Skiba: 2017 r. - najtrudniejszy, ale deficyt nie przekroczy 3 proc. PKB (aktl.)

#
Dochodzi więcej informacji i wypowiedzi
#

09.03.2016 13:00

09.03. Warszawa (PAP) - 2017 r. będzie najtrudniejszy z punktu widzenia polityki fiskalnej - przyznał wiceszef MF Leszek Skiba. Jednocześnie wyraził przekonanie, że deficyt finansów publicznych w 2017 r. nie przekroczy 3 proc. PKB. Dodał, że wzrost PKB w br. wyniesie 3,8 proc., a w 2017 - podobnie.

Wiceszef MF poinformował w środę podczas Forum Bankowego 2016, że celem rządu jest utrzymanie deficytu sektora finansów publicznych w 2017 roku na takim poziomie, aby Polsce nie groziła procedura nadmiernego deficytu, czyli poniżej 3 proc. PKB. "Konsekwencją procedury byłoby nałożenie sankcji blokujących część środków z budżetu UE (dla Polski-PAP)" - wyjaśnił wiceminister.

Zapowiedział, że dlatego rząd bierze pod uwagę wszystkie działania, aby doprowadzić do tego, by poziom deficytu w przyszłym roku był niższy od 3 proc. PKB.

"Patrząc realistycznie, w jakich warunkach funkcjonuje polityka fiskalna w Polsce, to jeśli uda się, o czym jestem przekonany, zamknąć 2017 rok, deficytem poniżej 3 proc. PKB, to kolejne lata już będą znacznie łatwiejsze" - podkreślił Skiba.

Dodał, że nadal będzie działać reguła wydatkowa, która mimo jej zmiany w ubiegłym roku, w naturalny sposób pozytywnie wpływa na ograniczenie deficytu. Wiceminister zapewnił, że w związku z tym scenariusz ograniczania deficytu strukturalnego po 2017 r. o 0,25 proc. PKB, co wynika z Paktu Stabilności i Wzrostu, jest realistyczny i nietrudny do wykonania.

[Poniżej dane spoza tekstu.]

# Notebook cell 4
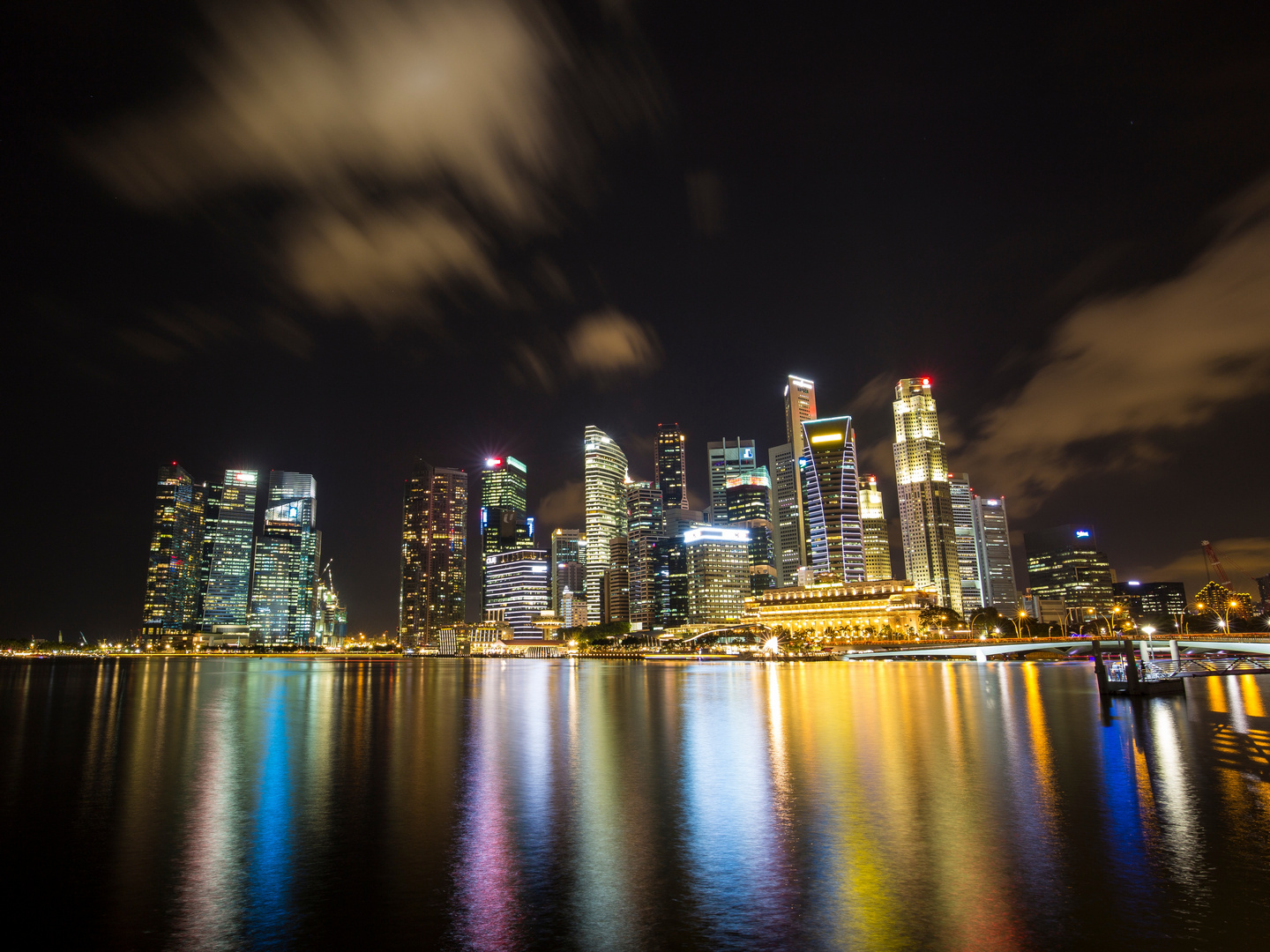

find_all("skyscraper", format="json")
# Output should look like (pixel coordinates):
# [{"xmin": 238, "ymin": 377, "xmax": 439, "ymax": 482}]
[
  {"xmin": 551, "ymin": 529, "xmax": 586, "ymax": 618},
  {"xmin": 653, "ymin": 423, "xmax": 688, "ymax": 509},
  {"xmin": 398, "ymin": 459, "xmax": 467, "ymax": 646},
  {"xmin": 860, "ymin": 473, "xmax": 894, "ymax": 582},
  {"xmin": 706, "ymin": 436, "xmax": 757, "ymax": 524},
  {"xmin": 973, "ymin": 495, "xmax": 1019, "ymax": 614},
  {"xmin": 949, "ymin": 472, "xmax": 985, "ymax": 614},
  {"xmin": 141, "ymin": 462, "xmax": 205, "ymax": 638},
  {"xmin": 684, "ymin": 525, "xmax": 750, "ymax": 624},
  {"xmin": 202, "ymin": 470, "xmax": 257, "ymax": 634},
  {"xmin": 799, "ymin": 416, "xmax": 865, "ymax": 582},
  {"xmin": 727, "ymin": 465, "xmax": 776, "ymax": 595},
  {"xmin": 626, "ymin": 482, "xmax": 665, "ymax": 629},
  {"xmin": 893, "ymin": 377, "xmax": 961, "ymax": 612},
  {"xmin": 583, "ymin": 427, "xmax": 627, "ymax": 618},
  {"xmin": 247, "ymin": 470, "xmax": 321, "ymax": 645}
]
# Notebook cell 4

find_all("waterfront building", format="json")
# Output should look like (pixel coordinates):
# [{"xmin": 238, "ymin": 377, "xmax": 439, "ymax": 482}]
[
  {"xmin": 706, "ymin": 436, "xmax": 757, "ymax": 525},
  {"xmin": 199, "ymin": 470, "xmax": 257, "ymax": 635},
  {"xmin": 860, "ymin": 473, "xmax": 894, "ymax": 582},
  {"xmin": 727, "ymin": 465, "xmax": 776, "ymax": 592},
  {"xmin": 626, "ymin": 482, "xmax": 665, "ymax": 629},
  {"xmin": 583, "ymin": 427, "xmax": 629, "ymax": 618},
  {"xmin": 485, "ymin": 548, "xmax": 551, "ymax": 638},
  {"xmin": 799, "ymin": 416, "xmax": 865, "ymax": 582},
  {"xmin": 892, "ymin": 377, "xmax": 961, "ymax": 612},
  {"xmin": 949, "ymin": 472, "xmax": 984, "ymax": 617},
  {"xmin": 685, "ymin": 525, "xmax": 750, "ymax": 624},
  {"xmin": 653, "ymin": 423, "xmax": 688, "ymax": 509},
  {"xmin": 141, "ymin": 462, "xmax": 207, "ymax": 643},
  {"xmin": 398, "ymin": 459, "xmax": 467, "ymax": 647},
  {"xmin": 1111, "ymin": 582, "xmax": 1188, "ymax": 622},
  {"xmin": 248, "ymin": 470, "xmax": 321, "ymax": 645},
  {"xmin": 551, "ymin": 529, "xmax": 586, "ymax": 615},
  {"xmin": 972, "ymin": 495, "xmax": 1019, "ymax": 614},
  {"xmin": 1024, "ymin": 525, "xmax": 1114, "ymax": 621},
  {"xmin": 745, "ymin": 579, "xmax": 936, "ymax": 637}
]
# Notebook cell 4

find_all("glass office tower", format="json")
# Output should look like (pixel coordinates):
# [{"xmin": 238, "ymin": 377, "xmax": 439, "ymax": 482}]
[
  {"xmin": 583, "ymin": 427, "xmax": 627, "ymax": 618},
  {"xmin": 201, "ymin": 470, "xmax": 257, "ymax": 632},
  {"xmin": 892, "ymin": 377, "xmax": 961, "ymax": 612}
]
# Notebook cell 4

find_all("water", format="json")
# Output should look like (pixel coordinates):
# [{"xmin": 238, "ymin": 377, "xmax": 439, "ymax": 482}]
[{"xmin": 0, "ymin": 658, "xmax": 1270, "ymax": 949}]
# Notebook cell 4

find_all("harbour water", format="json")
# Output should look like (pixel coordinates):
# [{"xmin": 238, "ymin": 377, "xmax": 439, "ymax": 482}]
[{"xmin": 0, "ymin": 658, "xmax": 1270, "ymax": 949}]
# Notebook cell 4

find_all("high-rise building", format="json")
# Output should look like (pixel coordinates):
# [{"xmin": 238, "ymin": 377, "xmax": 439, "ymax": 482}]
[
  {"xmin": 201, "ymin": 470, "xmax": 257, "ymax": 634},
  {"xmin": 767, "ymin": 443, "xmax": 803, "ymax": 586},
  {"xmin": 485, "ymin": 548, "xmax": 551, "ymax": 638},
  {"xmin": 706, "ymin": 436, "xmax": 757, "ymax": 525},
  {"xmin": 860, "ymin": 473, "xmax": 894, "ymax": 582},
  {"xmin": 653, "ymin": 423, "xmax": 688, "ymax": 509},
  {"xmin": 141, "ymin": 462, "xmax": 205, "ymax": 638},
  {"xmin": 247, "ymin": 470, "xmax": 321, "ymax": 645},
  {"xmin": 398, "ymin": 459, "xmax": 467, "ymax": 647},
  {"xmin": 626, "ymin": 482, "xmax": 665, "ymax": 631},
  {"xmin": 684, "ymin": 525, "xmax": 750, "ymax": 624},
  {"xmin": 583, "ymin": 427, "xmax": 627, "ymax": 618},
  {"xmin": 727, "ymin": 465, "xmax": 776, "ymax": 595},
  {"xmin": 893, "ymin": 377, "xmax": 961, "ymax": 612},
  {"xmin": 551, "ymin": 529, "xmax": 586, "ymax": 618},
  {"xmin": 973, "ymin": 495, "xmax": 1019, "ymax": 614},
  {"xmin": 799, "ymin": 416, "xmax": 865, "ymax": 583},
  {"xmin": 949, "ymin": 472, "xmax": 984, "ymax": 615},
  {"xmin": 1024, "ymin": 525, "xmax": 1115, "ymax": 621}
]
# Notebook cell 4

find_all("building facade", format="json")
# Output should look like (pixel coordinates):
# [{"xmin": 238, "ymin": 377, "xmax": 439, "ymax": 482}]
[
  {"xmin": 799, "ymin": 416, "xmax": 865, "ymax": 582},
  {"xmin": 398, "ymin": 459, "xmax": 467, "ymax": 647},
  {"xmin": 972, "ymin": 495, "xmax": 1019, "ymax": 614},
  {"xmin": 485, "ymin": 548, "xmax": 551, "ymax": 638},
  {"xmin": 653, "ymin": 423, "xmax": 688, "ymax": 509},
  {"xmin": 684, "ymin": 525, "xmax": 750, "ymax": 624},
  {"xmin": 860, "ymin": 473, "xmax": 894, "ymax": 582},
  {"xmin": 892, "ymin": 377, "xmax": 961, "ymax": 612},
  {"xmin": 199, "ymin": 470, "xmax": 257, "ymax": 634},
  {"xmin": 583, "ymin": 427, "xmax": 627, "ymax": 618}
]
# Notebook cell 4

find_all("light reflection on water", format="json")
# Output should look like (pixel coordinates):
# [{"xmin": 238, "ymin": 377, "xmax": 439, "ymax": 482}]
[{"xmin": 0, "ymin": 658, "xmax": 1270, "ymax": 949}]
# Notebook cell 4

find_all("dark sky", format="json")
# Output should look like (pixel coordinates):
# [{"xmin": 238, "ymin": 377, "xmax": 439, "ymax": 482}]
[{"xmin": 0, "ymin": 0, "xmax": 1270, "ymax": 636}]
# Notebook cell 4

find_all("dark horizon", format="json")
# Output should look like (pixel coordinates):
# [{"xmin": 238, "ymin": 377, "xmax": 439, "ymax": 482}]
[{"xmin": 10, "ymin": 0, "xmax": 1270, "ymax": 638}]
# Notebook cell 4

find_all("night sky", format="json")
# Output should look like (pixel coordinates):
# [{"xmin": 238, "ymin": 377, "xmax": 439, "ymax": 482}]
[{"xmin": 7, "ymin": 0, "xmax": 1270, "ymax": 637}]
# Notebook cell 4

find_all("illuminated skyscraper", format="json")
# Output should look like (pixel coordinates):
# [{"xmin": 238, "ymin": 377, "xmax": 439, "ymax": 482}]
[
  {"xmin": 684, "ymin": 525, "xmax": 750, "ymax": 624},
  {"xmin": 653, "ymin": 423, "xmax": 688, "ymax": 509},
  {"xmin": 949, "ymin": 472, "xmax": 984, "ymax": 612},
  {"xmin": 706, "ymin": 436, "xmax": 757, "ymax": 524},
  {"xmin": 799, "ymin": 416, "xmax": 865, "ymax": 582},
  {"xmin": 626, "ymin": 482, "xmax": 665, "ymax": 629},
  {"xmin": 247, "ymin": 470, "xmax": 321, "ymax": 645},
  {"xmin": 485, "ymin": 548, "xmax": 551, "ymax": 638},
  {"xmin": 973, "ymin": 496, "xmax": 1019, "ymax": 614},
  {"xmin": 551, "ymin": 529, "xmax": 586, "ymax": 618},
  {"xmin": 583, "ymin": 427, "xmax": 627, "ymax": 618},
  {"xmin": 141, "ymin": 462, "xmax": 205, "ymax": 638},
  {"xmin": 893, "ymin": 377, "xmax": 961, "ymax": 612},
  {"xmin": 398, "ymin": 459, "xmax": 467, "ymax": 647},
  {"xmin": 860, "ymin": 473, "xmax": 894, "ymax": 582},
  {"xmin": 767, "ymin": 375, "xmax": 815, "ymax": 585},
  {"xmin": 727, "ymin": 465, "xmax": 776, "ymax": 594},
  {"xmin": 202, "ymin": 470, "xmax": 257, "ymax": 634}
]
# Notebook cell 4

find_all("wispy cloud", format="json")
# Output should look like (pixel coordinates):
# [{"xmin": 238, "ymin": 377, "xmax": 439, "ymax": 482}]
[
  {"xmin": 958, "ymin": 184, "xmax": 1270, "ymax": 514},
  {"xmin": 81, "ymin": 0, "xmax": 655, "ymax": 316}
]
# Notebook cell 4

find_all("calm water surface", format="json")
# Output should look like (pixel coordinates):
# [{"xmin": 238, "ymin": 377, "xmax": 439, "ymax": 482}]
[{"xmin": 0, "ymin": 658, "xmax": 1270, "ymax": 949}]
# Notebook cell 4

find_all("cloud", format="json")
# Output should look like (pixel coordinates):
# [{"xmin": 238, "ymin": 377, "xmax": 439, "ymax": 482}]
[
  {"xmin": 537, "ymin": 480, "xmax": 586, "ymax": 534},
  {"xmin": 78, "ymin": 0, "xmax": 656, "ymax": 316},
  {"xmin": 565, "ymin": 309, "xmax": 661, "ymax": 378},
  {"xmin": 959, "ymin": 185, "xmax": 1270, "ymax": 514}
]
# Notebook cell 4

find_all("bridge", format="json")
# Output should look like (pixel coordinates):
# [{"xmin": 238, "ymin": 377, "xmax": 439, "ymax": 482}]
[{"xmin": 834, "ymin": 638, "xmax": 1270, "ymax": 695}]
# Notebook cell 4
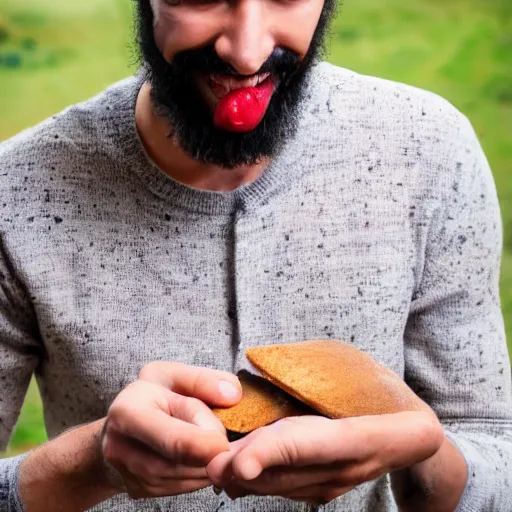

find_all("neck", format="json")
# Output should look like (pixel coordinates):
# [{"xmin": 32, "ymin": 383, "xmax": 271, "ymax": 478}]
[{"xmin": 135, "ymin": 83, "xmax": 269, "ymax": 192}]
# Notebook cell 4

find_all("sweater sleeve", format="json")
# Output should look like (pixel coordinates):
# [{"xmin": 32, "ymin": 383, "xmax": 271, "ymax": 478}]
[
  {"xmin": 404, "ymin": 110, "xmax": 512, "ymax": 512},
  {"xmin": 0, "ymin": 233, "xmax": 42, "ymax": 512}
]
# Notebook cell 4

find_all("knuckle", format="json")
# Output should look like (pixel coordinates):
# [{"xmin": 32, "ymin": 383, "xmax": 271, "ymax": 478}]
[
  {"xmin": 321, "ymin": 489, "xmax": 340, "ymax": 505},
  {"xmin": 138, "ymin": 361, "xmax": 163, "ymax": 380},
  {"xmin": 276, "ymin": 438, "xmax": 299, "ymax": 465}
]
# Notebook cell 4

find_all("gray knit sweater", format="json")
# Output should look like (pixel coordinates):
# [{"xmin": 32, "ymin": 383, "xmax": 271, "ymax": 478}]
[{"xmin": 0, "ymin": 62, "xmax": 512, "ymax": 512}]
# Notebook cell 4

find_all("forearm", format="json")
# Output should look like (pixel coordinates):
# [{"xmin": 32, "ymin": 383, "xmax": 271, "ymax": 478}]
[
  {"xmin": 19, "ymin": 420, "xmax": 119, "ymax": 512},
  {"xmin": 391, "ymin": 437, "xmax": 468, "ymax": 512}
]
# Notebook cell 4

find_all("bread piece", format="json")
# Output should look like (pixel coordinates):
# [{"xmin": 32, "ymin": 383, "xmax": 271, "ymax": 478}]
[
  {"xmin": 212, "ymin": 370, "xmax": 312, "ymax": 434},
  {"xmin": 246, "ymin": 340, "xmax": 426, "ymax": 418}
]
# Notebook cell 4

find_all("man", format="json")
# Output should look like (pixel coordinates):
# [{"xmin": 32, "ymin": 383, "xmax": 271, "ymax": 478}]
[{"xmin": 0, "ymin": 0, "xmax": 512, "ymax": 512}]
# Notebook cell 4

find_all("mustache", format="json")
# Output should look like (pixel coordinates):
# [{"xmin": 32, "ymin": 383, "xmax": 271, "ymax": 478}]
[{"xmin": 172, "ymin": 45, "xmax": 301, "ymax": 79}]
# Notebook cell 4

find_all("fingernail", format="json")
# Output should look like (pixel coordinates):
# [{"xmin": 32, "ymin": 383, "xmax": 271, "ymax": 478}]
[{"xmin": 219, "ymin": 380, "xmax": 240, "ymax": 400}]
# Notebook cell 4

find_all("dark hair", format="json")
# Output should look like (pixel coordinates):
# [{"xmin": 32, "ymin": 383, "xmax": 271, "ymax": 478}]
[{"xmin": 135, "ymin": 0, "xmax": 336, "ymax": 169}]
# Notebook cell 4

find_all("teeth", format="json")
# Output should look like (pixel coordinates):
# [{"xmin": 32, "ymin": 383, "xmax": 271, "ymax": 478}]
[{"xmin": 209, "ymin": 73, "xmax": 270, "ymax": 92}]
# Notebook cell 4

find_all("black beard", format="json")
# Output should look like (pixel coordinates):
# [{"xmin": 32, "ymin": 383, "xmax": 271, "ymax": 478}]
[{"xmin": 137, "ymin": 0, "xmax": 336, "ymax": 169}]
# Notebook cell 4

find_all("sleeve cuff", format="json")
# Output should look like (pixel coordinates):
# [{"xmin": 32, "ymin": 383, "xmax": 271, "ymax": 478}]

"Patrząc na horyzont fiskalny mamy do czynienia z taką sytuacją, że po przejściu trudnego 2017 r. ograniczenie deficytu o 0,25 jest dosyć łatwe do wykonania, nawet przy relatywnie nierestrykcyjnej polityce fiskalnej w kolejnych latach" - powiedział Skiba. Stosowanie reguły pozwoli na ograniczenie deficytu w minimalnym tempie i dotarcie do celu fiskalnego, czyli deficytu w wysokości 1 proc. PKB.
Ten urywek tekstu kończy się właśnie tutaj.